Ils ne doivent pas attendre, en tenant à tout prix par peur de perdre leur travail, jusqu’à oublier leur santé physique et mentale ; et aller à la rencontre de ceux qui peuvent les aider dans l’entreprise et ailleurs : le médecin du travail, les représentants du personnel, les managers, les médecins généralistes, voire les avocats.

Ils doivent aussi garder en tête que, selon nos propres statistiques, 80 % des travailleurs en souffrance retrouvent du travail ailleurs et finissent par bien se porter ; et que les 20 % restants finissent en invalidité définitive, parce qu’ils ont attendu trop longtemps.

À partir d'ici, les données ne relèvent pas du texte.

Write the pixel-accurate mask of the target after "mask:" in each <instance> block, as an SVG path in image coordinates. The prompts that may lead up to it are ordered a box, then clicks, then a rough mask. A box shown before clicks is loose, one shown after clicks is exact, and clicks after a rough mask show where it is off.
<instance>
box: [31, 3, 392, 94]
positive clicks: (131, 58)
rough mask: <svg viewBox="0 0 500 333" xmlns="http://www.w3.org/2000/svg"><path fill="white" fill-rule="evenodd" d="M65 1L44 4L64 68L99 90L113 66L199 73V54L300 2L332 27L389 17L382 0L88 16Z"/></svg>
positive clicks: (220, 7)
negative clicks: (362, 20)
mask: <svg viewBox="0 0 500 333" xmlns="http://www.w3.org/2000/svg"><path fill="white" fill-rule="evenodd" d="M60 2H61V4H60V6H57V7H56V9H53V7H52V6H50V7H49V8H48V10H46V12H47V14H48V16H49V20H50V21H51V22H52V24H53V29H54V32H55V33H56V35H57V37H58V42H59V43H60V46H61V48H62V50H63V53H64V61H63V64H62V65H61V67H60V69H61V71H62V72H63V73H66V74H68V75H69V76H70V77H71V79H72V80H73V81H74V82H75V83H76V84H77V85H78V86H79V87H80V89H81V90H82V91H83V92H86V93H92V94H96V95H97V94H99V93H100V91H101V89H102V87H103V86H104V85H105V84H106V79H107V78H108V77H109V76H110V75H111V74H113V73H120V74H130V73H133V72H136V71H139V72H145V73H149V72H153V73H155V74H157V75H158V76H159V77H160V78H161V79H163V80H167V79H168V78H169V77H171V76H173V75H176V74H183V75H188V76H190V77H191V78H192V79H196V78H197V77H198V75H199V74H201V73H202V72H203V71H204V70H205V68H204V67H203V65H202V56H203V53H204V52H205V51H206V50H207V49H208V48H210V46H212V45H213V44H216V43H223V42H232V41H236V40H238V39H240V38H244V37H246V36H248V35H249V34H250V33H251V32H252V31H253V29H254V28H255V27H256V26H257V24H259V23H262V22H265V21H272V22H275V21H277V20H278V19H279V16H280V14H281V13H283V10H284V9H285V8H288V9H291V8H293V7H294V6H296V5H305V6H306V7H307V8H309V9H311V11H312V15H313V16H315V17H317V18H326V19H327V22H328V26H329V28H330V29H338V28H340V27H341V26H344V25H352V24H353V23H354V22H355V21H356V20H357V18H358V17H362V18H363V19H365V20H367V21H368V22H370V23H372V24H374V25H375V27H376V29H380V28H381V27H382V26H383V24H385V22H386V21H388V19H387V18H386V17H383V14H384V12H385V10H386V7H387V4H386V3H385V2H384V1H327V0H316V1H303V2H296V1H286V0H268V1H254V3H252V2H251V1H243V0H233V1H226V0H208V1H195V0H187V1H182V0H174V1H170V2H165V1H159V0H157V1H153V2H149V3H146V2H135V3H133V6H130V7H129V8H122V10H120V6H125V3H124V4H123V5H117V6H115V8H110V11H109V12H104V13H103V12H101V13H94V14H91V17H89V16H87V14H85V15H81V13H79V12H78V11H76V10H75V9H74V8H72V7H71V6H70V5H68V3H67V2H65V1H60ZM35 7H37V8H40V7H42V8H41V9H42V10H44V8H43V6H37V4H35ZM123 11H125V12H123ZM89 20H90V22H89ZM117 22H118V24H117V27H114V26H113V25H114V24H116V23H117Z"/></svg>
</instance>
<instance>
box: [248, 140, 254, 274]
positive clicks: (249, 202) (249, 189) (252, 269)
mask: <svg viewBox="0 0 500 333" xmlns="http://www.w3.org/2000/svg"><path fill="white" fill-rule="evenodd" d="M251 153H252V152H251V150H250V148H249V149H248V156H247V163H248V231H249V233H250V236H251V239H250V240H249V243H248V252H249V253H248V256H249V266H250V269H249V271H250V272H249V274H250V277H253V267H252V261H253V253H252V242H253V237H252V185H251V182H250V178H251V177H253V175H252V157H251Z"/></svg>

Il ne faut donc pas rester dans un endroit où l’on est malheureux, où le travail ne nous plait plus, et mieux vaut partir plutôt que d’abîmer sa santé pour de bon.

Enfin, ils ne doivent pas hésiter à consulter : nous avons mis en place sur notre site un questionnaire d’évaluation de l’épuisement professionnel. S’ils le remplissent et qu’ils arrivent à la deuxième page, nous pouvons les aider à rebondir, sur un nouveau travail ou un nouveau poste.

(1) Les chiffres manquent encore, mais l’Académie nationale de médecine évalue à 100 000 le nombre de personnes touchées en France par le burn-out. Et selon les dernières estimations de l’Assurance maladie, ont été reconnues en 2016 plus de 10 000 « affections psychiques » au titre des accidents du travail et près de 600 au titre des maladies professionnelles. Soit sept fois plus qu’il y a cinq ans.